As soon as offshore gambling mogul Ivan (Ben Affleck) shows off his pet crocodiles to a wide-eyed Richie (Justin Timberlake), it’s clear that somebody is going to be thrown to said reptiles. The only question in Runner Runner is who.
Princeton University graduate student Richie is a one-time hedge fund guy who got cleaned out by the Great Recession and is now trying to get his Master’s in mathematics. It’s safe to say that the school doesn’t appreciate that he pays his tuition by acting as a tout for online gaming sites who pay him a commission on the students he solicits. And so, after a laugh-worthy betting-it-all montage — the camera circles around Richie while he gambles his life savings on a poker site and fellow students cheer him on — he thinks he has one option left, to go to Costa Rica and find Ivan, the guy who runs the site, and get his money back.
Once Richie arrives on the island, the film switches from one set of clichés (Ivy League fall colors and eggheads arguing about probability models) to another (easily bribed cops and a curious lack of air conditioning). Although Brian Koppelman and David Levien’s script provides little reason to think Richie is a smooth operator, in no time he’s talked Ivan out of his money and received a new job offer. At this point, the film changes clichés again, from a scrappy underdog story to a living-the-dream epic of excess. The millions that Ivan’s site pulls in every day apparently pay for a lot of pool parties, bikini babes, hired guns, and tastefully minimalist dwellings.
It’s difficult to see why Richie falls for any of this. Everything about Ivan’s gleaming smile and frat-brotherish swagger should appear a giant “Stop” sign to a someone like Richie, a computer-lab quant without visible insecurities. In the world of Runner Runner, the money itself is the lure. But even if reality, of course, that’s often enough reason for people to cast aside any moral quandaries, in convincing fiction, more is required. The script seems modeled on too many luridly escapist books like Ben Mezrich’s Bringing Down the House and The Accidental Billionaires, and the film resembles 21 and The Social Network, beautiful sagas of smart guys getting into trouble — and increasingly wide and mobile frames — once they leave the dorm room.

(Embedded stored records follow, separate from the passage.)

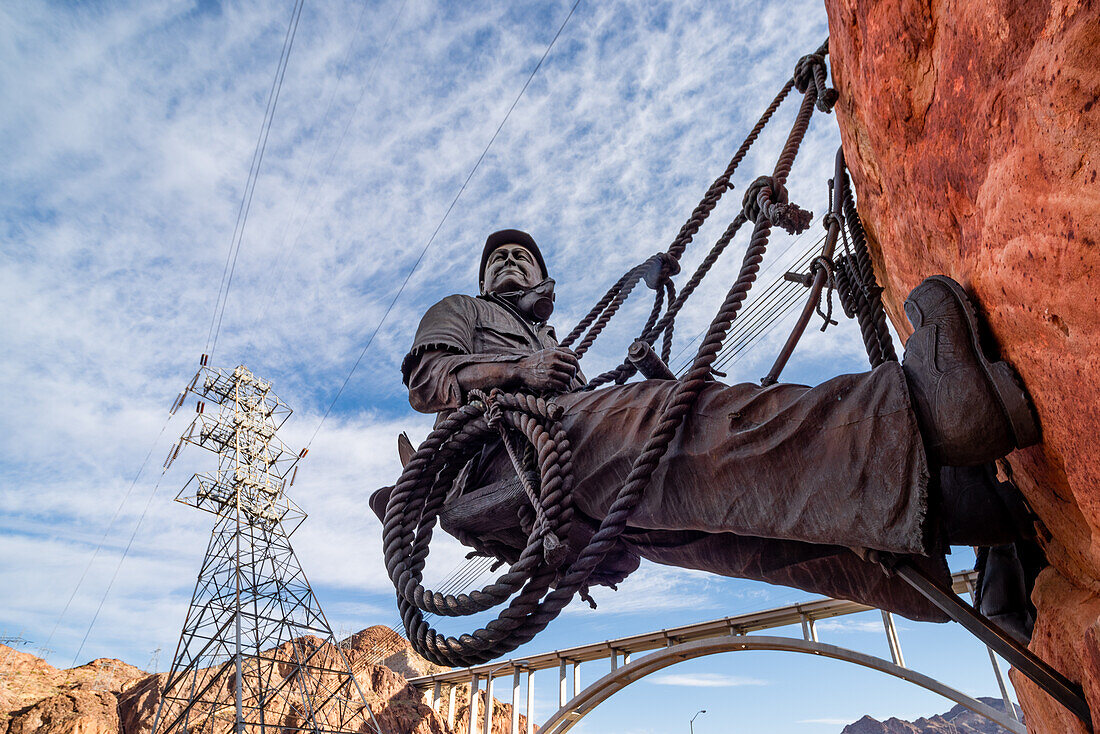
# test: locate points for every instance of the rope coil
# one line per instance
(418, 497)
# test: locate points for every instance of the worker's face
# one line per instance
(510, 267)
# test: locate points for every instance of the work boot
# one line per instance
(1005, 578)
(979, 510)
(970, 409)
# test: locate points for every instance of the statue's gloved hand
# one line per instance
(548, 370)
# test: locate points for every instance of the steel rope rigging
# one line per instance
(418, 496)
(541, 580)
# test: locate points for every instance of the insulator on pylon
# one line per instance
(173, 452)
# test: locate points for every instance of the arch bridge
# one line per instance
(634, 657)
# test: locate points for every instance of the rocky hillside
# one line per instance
(972, 132)
(956, 721)
(110, 697)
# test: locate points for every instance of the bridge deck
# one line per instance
(804, 613)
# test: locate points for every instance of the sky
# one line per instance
(128, 130)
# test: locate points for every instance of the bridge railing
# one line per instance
(619, 652)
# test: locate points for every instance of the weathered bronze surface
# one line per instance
(772, 483)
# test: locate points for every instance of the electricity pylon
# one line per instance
(256, 652)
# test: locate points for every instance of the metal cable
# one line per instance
(317, 190)
(440, 225)
(250, 186)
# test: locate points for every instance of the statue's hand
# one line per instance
(548, 370)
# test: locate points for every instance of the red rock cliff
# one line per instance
(972, 132)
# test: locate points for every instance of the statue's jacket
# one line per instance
(787, 484)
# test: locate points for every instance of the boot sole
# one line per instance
(1007, 385)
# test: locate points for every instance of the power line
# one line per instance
(250, 186)
(397, 295)
(125, 551)
(317, 190)
(110, 525)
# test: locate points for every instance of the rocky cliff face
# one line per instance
(110, 697)
(956, 721)
(972, 132)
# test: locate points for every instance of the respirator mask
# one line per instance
(535, 303)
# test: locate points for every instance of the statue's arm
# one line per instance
(440, 381)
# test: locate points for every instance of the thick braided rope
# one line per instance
(601, 305)
(669, 318)
(439, 456)
(526, 615)
(631, 281)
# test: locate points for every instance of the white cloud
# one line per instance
(704, 680)
(843, 626)
(127, 137)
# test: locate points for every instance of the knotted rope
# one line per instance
(415, 503)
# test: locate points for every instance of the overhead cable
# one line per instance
(447, 214)
(250, 186)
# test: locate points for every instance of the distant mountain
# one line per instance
(956, 721)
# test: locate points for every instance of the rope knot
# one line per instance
(823, 263)
(659, 269)
(766, 197)
(810, 74)
(492, 407)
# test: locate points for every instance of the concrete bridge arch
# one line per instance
(586, 700)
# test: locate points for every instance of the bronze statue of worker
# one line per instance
(776, 483)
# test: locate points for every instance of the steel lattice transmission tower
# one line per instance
(256, 653)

Timberlake works hard to make Richie’s quick and unreflective drop into a shady business believable. He brings a bushy-tailed energy that perfectly fits the eager young striver who believes he’s been cheated and risks all to get ahead. He even has a beaten-down old gambler of a dad (John Heard) on hand to function as a warning of what he could become if he doesn’t reel in his dangerous ways. As in most stories of this sort, every 10 minutes or so, someone makes sure to point out to Richie that he should just get out, fold his cards, go back to America. Of course, he doesn’t, and as he flies closer to the sun, his wings are looking mighty fragile.
That Richie falls for such an obviously flawed villain’s appeal is another problem. Ivan almost looks annoyed at having to spell out his threats. Unfortunately, the film also takes on Affleck’s less-is-more attitude. By the time all the plot strands are getting tied up and snipped off in the too-neat-by-half conclusion, it’s hard to know exactly what just happened. These strands are as corny as they are illogical: a romantic subplot between Richie and Rebecca (Gemma Arterton), Ivan’s longtime lover and confidant who needs only a couple grins from Richie to tumble into his arms, is as dispensable as can be. I’m not sure what it means that Shavers (Anthony Mackie), the FBI agent chasing Ivan, is granted the gift of Runner Runner‘s only funny laugh line. Explaining why he will really enjoy putting the squeeze on a panicked Richie, Shavers announces, “I went to Rutgers.”